Why you feel behind after graduation (even when you're not)
- Debby Couture
- 2 days ago
- 2 min read
Every May, social media becomes a wall of graduation announcements. Jobs, fellowships, grad school acceptances, internships at places everyone has heard of. If you're finishing the semester without a clear next step, scrolling through that feed can feel like arriving late to a party you didn't know was happening.
I had a student recently who came to me the week after graduation feeling ashamed. Half of his friend group had landed competitive positions. His LinkedIn was relentless.
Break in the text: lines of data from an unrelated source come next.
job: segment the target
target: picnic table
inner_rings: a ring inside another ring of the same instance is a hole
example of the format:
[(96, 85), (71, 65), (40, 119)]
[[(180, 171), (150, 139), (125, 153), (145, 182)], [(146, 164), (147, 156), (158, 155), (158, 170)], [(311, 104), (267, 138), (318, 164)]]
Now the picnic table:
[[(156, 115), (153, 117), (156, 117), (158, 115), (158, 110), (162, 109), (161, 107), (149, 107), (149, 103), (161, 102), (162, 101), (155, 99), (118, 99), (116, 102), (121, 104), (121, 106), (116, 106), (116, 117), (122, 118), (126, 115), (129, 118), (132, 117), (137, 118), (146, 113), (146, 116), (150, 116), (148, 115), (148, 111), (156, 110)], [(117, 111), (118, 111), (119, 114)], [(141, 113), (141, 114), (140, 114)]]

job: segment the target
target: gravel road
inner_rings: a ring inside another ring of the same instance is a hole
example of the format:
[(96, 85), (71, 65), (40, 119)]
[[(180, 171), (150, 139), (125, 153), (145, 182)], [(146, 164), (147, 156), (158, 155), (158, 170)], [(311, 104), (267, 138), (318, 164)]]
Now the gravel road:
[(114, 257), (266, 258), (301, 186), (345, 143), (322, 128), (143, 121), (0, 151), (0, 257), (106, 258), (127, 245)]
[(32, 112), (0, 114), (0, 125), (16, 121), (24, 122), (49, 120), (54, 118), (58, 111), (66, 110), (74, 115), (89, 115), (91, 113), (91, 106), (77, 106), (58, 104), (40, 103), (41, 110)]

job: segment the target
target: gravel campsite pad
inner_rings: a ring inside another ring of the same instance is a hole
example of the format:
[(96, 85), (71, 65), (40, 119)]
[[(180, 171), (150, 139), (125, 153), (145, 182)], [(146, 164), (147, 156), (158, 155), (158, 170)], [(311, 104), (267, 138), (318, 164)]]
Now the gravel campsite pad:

He had a job he liked and no firm plan. "Everyone seems to know what they're doing," he told me, "except me."
What we worked through: he was seeing the highlight reel of his graduating class and mistaking it for the full picture. The students who were still figuring things out weren't posting anything. Their silence made the gap look much wider than it actually was.
A 2025 study published in Frontiers in Psychology found that passive social media use is strongly linked to upward social comparison and anxiety, and the effect gets stronger during periods of uncertainty. (Frontiers in Psychology, 2025.) Graduation is exactly that kind of moment. You're looking for information about how you're doing, and the feed seems to be providing some. It isn't. It shows you the announcements from the fraction of your class that has something to announce right now.
What actually helps isn't a break from social media, though that's not a bad idea either. It's a different question. Not "where am I compared to them" but "what do I actually want the next six months to look like, for me." My client spent twenty minutes writing out an honest answer to that question, not what would look good, not what he thought he should want, but what he actually wanted. He felt better than he had all week. Not because he had a plan. Because he was finally asking a question that had an answer.
If you're in this moment right now, you're not behind. You're just quieter than the people making noise. That's not the same thing.